An examination of all the charge release documents under Charge 0028 confirms that in every instance, the properties connected to that charge are already properties subject to one of the earlier 100% charges in the range 0001 to 0027.  Those other charges, and their release dates under Charge 0028 are shown in the Charge 28 column highlighted in blue in the charge table shown above.  From that table one can see that Charge 0010 was also released in the documents on its own Companies House page, on the same date (5th February 2024).  That release document omits a description of the asset, but the charge code ending 0010 identifies it as the Fitzwilliam Road Hostel.

Strangely, on the charge 0010 page on Companies House, the hostel was also released in full from the charge at the earlier date of 18th April 2023.  The property itself was sold by This Land on 24th February 2023, as recorded at the Land Registry.  So the second charge release, a year after the property was sold, is redundant at the very least, and impossible since after the first release the property no longer belonged to This Land.

As the charge table above shows, Charge 0029 follows the same pattern as Charge 0028.  It too covers multiple filings contained in an inaccessible “instrument”.  It also has the same brief description as charge 0028:


As with charge 0028, charge 0029 also has additional transactions filed against it - eight in this case.  They too all refer to properties already held by This Land, secured by previous charges that cannot be added to.  Five properties have three 100% charges against them: 0028, 0029 and the original charge reference.  Others, like 0018 and 0024 have been released from charge 0028 and or 0029, but those charge releases have not been recorded under the original charges 0018 and 0024 themselves.

Finally, in two instances (charges 0002 and 0022), the mortgaged properties have been sold to third parties, and the sales recorded on the Land Registry, but the charges have not been released in either of the charge documents on Companies House.


A word about Charge 0029

The Charge 0029 document dated 2nd December 2020 puts the value of that facility agreement at £15.6 million.  Yet the corresponding loan closest to that date in This Land Finance Ltd’s audited accounts is for £9.279m, with a repayment date of November 2026 (see first light blue highlighted row in the borrowing schedule table above).  So, presumably the start date was in November or December 2020.  

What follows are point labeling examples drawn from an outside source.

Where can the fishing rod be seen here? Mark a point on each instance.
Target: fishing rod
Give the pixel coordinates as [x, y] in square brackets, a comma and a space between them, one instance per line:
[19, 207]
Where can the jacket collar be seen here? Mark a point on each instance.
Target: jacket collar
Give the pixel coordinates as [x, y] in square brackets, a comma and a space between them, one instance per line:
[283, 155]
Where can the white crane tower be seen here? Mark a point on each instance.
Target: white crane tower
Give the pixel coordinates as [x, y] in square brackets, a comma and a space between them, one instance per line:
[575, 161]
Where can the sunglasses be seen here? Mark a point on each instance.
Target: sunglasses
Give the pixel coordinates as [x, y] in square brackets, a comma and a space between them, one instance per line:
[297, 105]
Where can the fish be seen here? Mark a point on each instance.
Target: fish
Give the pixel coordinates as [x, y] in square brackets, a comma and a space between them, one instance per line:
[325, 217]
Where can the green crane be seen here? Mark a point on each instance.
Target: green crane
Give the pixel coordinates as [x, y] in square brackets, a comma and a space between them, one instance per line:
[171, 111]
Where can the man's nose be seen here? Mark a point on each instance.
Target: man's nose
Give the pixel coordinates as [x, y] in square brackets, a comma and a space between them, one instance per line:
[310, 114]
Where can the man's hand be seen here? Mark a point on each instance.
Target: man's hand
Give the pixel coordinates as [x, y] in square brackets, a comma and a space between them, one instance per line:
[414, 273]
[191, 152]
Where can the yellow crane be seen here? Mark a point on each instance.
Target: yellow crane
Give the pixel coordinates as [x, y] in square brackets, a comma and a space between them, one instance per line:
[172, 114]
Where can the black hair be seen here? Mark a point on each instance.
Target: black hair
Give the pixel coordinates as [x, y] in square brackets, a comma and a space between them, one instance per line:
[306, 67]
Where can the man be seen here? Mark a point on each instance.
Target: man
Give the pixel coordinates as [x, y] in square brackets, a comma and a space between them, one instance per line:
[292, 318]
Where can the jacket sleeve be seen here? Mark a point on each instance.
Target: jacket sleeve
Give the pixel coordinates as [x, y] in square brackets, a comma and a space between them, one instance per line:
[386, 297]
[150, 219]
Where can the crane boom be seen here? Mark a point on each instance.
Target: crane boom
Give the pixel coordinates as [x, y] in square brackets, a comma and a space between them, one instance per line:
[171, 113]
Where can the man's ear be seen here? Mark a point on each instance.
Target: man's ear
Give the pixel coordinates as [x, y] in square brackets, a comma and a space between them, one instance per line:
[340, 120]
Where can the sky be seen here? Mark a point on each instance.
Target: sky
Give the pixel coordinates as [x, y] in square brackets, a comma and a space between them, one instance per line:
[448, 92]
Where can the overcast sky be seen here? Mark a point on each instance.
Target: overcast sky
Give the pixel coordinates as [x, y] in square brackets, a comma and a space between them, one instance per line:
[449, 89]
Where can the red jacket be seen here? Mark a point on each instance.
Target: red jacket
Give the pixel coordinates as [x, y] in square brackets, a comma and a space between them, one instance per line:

In July 2024, CCC’s Strategy, Resources and Performance Committee agreed in secret to lend This Land a further £5.9m and add £400,000 to the council's equity investment in TLL.  According to subsequent public documents from the Strategy, Resources and Performance Committee in October 2024, the additional loan was to come from a previously unused drawdown facility on the "last loan" (i.e. the Nov/Dec 2020 loan of £9.279m).  Later the equity investment was dropped, but the £5.9m loan went ahead.  It would have brought the loans against that agreement up to £15.179m – just £400,000 shy of the original facility agreement’s stated total of £15.6m.  The £5.9m facility amendment agreement, dated 30th August 2024, can be viewed here.  The document refers not to the 2020 agreement, but to an amendment of an original loan facility agreement dated 11th May 2023.  That is odd because there is no reference to a 2023 loan facility agreement on Companies House or in This Land’s or This Land Finance’s or This Land Development’s audited accounts.  This Land’s outstanding loans to CCC remained at the same £113.8m level for four years, right up to the additional £5.9m loan agreed in July 2024.

There is no reference in the amendment document to any land security as collateral for the risk to the lender of This Land defaulting on its loan obligations.  Also, the agreed interest rate of 7.1% is implausibly low for a short-term, unsecured loan to a company with no creditworthiness, no record of making profits, historical losses of over £50 million, and £113.8m of outstanding debt.  CCC's current and previous local auditors have both commented that there is a significant risk of some or all of that debt not being recoverable.  As one former county councillor implied as far back as October 2020, no rational lender would lend to This Land with its track record.  Nor should CCC have done.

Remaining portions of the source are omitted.